Bug 55645

Summary: ChunkNotFoundException when trying to getRtfBody
Product: POI Reporter: Paolo <paolo.asioli>
Component: HSMFAssignee: POI Developers List <dev>
Status: RESOLVED LATER    
Severity: normal CC: paolo.asioli
Priority: P2    
Version: 3.9-FINAL   
Target Milestone: ---   
Hardware: Other   
OS: other   
Attachments: Outlook MSG that gives the above error

Description Paolo 2013-10-10 08:00:24 UTC
Created attachment 30916 [details]
Outlook MSG that gives the above error

Hello

I've a message (attached to this bug), saved from Outlook 2010, that gives me ChunkNotFoundException when I try to call 
getRtfBody

Could you please check if there's a bug ? I'm using the latest stable release 3.9 on Android 4.0.1

Thanks a lot !

Paolo
Comment 1 Nick Burch 2013-10-10 16:08:15 UTC
Are you sure your outlook file actually has a RTF part? (Not all of them do)
Comment 2 Paolo 2013-10-10 18:09:49 UTC
(In reply to Nick Burch from comment #1)
> Are you sure your outlook file actually has a RTF part? (Not all of them do)

Don't know for sure (don't know how to read a MSG by hand like an EML) but in Outlook it shows some richly formatted text.
Comment 3 Nick Burch 2013-10-10 18:29:57 UTC
Not all richly formatted text in Outlook is done using RTF! Does your message have a HTML chunk instead?

Take a look at the Tika Outlook parser if you want a detailed example of using HSMF to process msg files:
https://svn.apache.org/repos/asf/tika/trunk/tika-parsers/src/main/java/org/apache/tika/parser/microsoft/OutlookExtractor.java
Comment 4 Paolo 2013-10-10 18:40:55 UTC
(In reply to Nick Burch from comment #3)
> Not all richly formatted text in Outlook is done using RTF! Does your
> message have a HTML chunk instead?
> 
> Take a look at the Tika Outlook parser if you want a detailed example of
> using HSMF to process msg files:
> https://svn.apache.org/repos/asf/tika/trunk/tika-parsers/src/main/java/org/
> apache/tika/parser/microsoft/OutlookExtractor.java

You're right, but I already get text, html and RTF and looks like there was none.

So I thought there may be some kind of bug, since Outlook showed some formatted text.

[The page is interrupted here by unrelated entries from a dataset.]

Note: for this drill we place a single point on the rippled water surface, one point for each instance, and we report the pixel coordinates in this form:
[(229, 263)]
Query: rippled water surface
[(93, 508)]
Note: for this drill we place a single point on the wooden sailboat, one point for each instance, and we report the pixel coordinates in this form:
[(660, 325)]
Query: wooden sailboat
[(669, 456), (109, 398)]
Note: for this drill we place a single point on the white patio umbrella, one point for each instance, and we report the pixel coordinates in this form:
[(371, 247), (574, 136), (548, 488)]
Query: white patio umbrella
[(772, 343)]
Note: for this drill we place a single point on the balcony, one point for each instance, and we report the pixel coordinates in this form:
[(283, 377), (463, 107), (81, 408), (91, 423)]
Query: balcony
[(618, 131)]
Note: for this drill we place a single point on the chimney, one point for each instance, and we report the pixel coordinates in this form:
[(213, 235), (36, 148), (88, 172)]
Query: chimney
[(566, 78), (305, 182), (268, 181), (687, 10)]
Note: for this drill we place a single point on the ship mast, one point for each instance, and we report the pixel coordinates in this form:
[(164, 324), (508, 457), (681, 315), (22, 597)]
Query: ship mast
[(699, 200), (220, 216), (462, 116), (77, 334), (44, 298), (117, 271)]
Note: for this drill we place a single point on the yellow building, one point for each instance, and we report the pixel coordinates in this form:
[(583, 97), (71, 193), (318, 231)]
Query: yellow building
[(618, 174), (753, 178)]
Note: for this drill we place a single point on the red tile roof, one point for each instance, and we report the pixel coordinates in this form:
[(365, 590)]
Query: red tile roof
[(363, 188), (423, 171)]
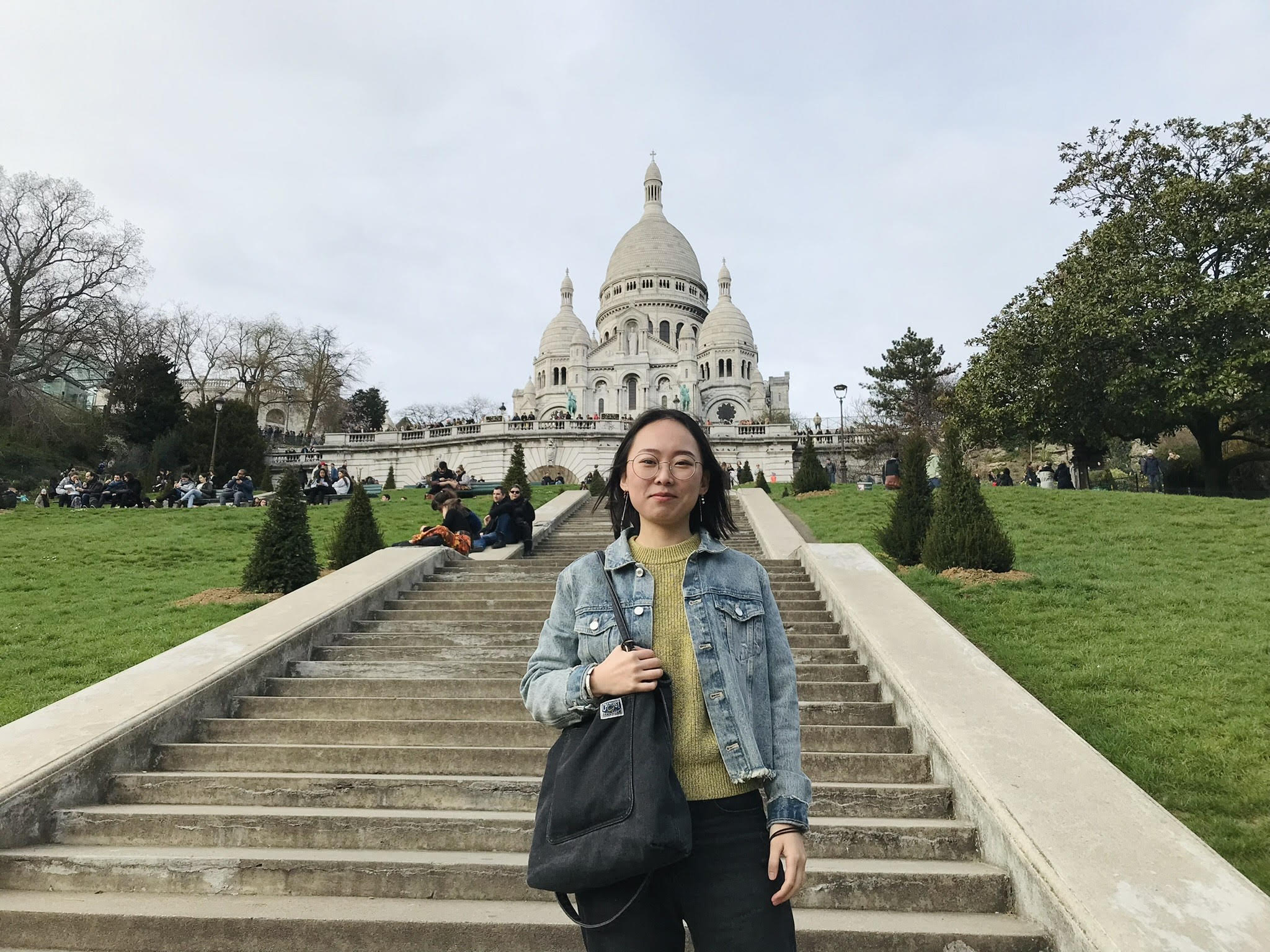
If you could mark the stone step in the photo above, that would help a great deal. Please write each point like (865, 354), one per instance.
(898, 885)
(466, 792)
(215, 923)
(526, 626)
(326, 828)
(506, 669)
(398, 687)
(424, 611)
(812, 712)
(495, 651)
(512, 762)
(832, 738)
(393, 708)
(388, 638)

Here is and extract of my code:

try {
	this.messaggioHTML = msg.getHtmlBody();
	if (MainActivity.DEBUG) {
		android.util.Log.d(MainActivity.TAG, "HTML Body: "
				+ this.messaggioHTML);
	}
} catch (ChunkNotFoundException e) {
	android.util.Log.e(MainActivity.TAG,
			"HTML Body: not found");
	this.messaggioHTML = "";
}

try {
	this.messaggioTesto = msg.getTextBody();
	if (MainActivity.DEBUG) {
		android.util.Log.d(MainActivity.TAG, "TXT Body: "
				+ this.messaggioTesto);
	}
} catch (ChunkNotFoundException e) {
	android.util.Log.e(MainActivity.TAG,
			"TXT  Body: not found");
	this.messaggioTesto = "";
}

try {
	String messaggioRtf = msg.getRtfBody();

	if (MainActivity.DEBUG) {
		android.util.Log.d(MainActivity.TAG, "RTF Body: "
				+ messaggioRtf);
	}

} catch (ChunkNotFoundException e) {
	android.util.Log.e(MainActivity.TAG,
			"RTF  Body: not found");
} catch (Exception e) {
	// TODO Auto-generated catch block
	e.printStackTrace();
}
Comment 5 Nick Burch 2013-10-10 19:31:56 UTC
Outlook files tend to have one or two out of plain, rtf and html. It's very rare to have all 3. If your file only has rtf, and you really wanted something like html, you'd be best off using Apache Tika as that can convert for you
Comment 6 Paolo 2013-10-10 19:47:33 UTC
(In reply to Nick Burch from comment #5)
> Outlook files tend to have one or two out of plain, rtf and html. It's very
> rare to have all 3. If your file only has rtf, and you really wanted
> something like html, you'd be best off using Apache Tika as that can convert
> for you

Maybe I didn't explain myself correctly. The attached example apparently has 
NO plain text
NO HTML
NO RTF
according to Apache POI.

But since I see text when opening in Outlook, I think there may be a problem.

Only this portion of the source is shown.